In this study, we evaluated the capabilities of plaid algorithm to identify biologically significant groups of coexpressed genes under a number of conditions. The evaluation criteria of biological significance for biclusters used in our study were GO annotation and simulation studies. GO enrichment analysis showed that biological significance of each bicluster is high, especially when the size of biclusters is big. The purpose behind this study was to evaluate plaid model based on different degrees of noise and overlap. Results show that when there is not any noise in the data, the algorithm can correctly discover biclusters with overlap. When there is a little noise in data and matrix of data is small algorithm could not find biclusters properly; yet if matrix is large it can recognize the biclusters properly. Furthermore, when there is a big noise in the data, algorithm could not discover biclusters and results are not reliable. Both the simulation studies and the real data analysis have demonstrated that the plaid algorithm is suitable for discovering patterns and provided useful information for researchers in big datasets with little noise.

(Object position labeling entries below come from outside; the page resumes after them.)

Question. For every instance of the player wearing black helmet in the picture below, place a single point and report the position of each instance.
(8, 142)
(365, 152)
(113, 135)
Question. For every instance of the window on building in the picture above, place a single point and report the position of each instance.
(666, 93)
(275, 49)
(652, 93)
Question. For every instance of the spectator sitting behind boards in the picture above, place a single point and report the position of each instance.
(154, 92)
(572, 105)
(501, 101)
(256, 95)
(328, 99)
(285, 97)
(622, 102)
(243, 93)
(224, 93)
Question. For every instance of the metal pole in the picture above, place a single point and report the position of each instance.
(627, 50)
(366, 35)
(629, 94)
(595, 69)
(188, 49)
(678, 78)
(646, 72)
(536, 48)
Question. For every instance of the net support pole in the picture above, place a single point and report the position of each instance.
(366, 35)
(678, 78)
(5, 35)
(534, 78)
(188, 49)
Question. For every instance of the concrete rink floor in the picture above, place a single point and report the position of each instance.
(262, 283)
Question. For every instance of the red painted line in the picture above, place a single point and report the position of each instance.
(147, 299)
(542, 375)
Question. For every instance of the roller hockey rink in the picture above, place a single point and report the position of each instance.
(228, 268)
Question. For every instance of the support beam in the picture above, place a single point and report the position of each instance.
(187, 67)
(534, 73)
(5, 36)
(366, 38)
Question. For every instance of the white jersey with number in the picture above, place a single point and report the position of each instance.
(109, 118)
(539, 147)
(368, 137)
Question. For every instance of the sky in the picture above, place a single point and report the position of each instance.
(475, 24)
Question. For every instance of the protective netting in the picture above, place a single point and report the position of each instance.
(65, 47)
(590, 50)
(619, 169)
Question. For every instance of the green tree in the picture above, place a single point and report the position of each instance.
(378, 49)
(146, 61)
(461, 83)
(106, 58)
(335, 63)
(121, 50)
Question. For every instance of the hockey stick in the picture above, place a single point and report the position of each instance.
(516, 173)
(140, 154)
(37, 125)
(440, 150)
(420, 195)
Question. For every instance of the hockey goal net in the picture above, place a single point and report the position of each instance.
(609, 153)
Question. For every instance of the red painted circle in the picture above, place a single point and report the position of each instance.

There are some issues which should be considered while using plaid model. The plaid model is a statistical model and a quite flexible one, so it can be improved and used in genomic studies.

This model was constructed based on normal distribution and the parameters were estimated through minimizing the least squares criterion. But when the data is not normally distributed, the least squares criterion seems to be inefficient [26]. The distribution of the normalized gene expressions often has heavy tails and asymmetry. Traditional centering and scaling indexes in normal distribution approximations including the mean and the standard deviation are sensitive to outliers [27]. So normal distribution is not efficient when the data is noisy and it is better to use Laplace distribution in plaid model while it uses median as a location parameter and the scale parameter with the mean absolute deviation which is robust to noise and outliers.

Also, the results show that almost more than 80% of overlapped elements can be discovered in noise-free data by plaid model. But noises in data cause problems in discovery of overlap among biclusters. So considering Laplace distribution which causes the algorithm to be robust to noise it improves the algorithm for discovery of overlap among biclusters.

Conflict of Interests

The authors declare that there is no conflict of interests regarding the publication of this paper.

Authors’ Contribution

All authors contributed extensively to the work presented in this paper. H. Alavi Majd and S. Shahsavari jointly designed the study, S. M. Tabatabaei and S. Shahsavari analyzed data and wrote the paper, and all authors contributed to interpret and had commented on the paper at all stages.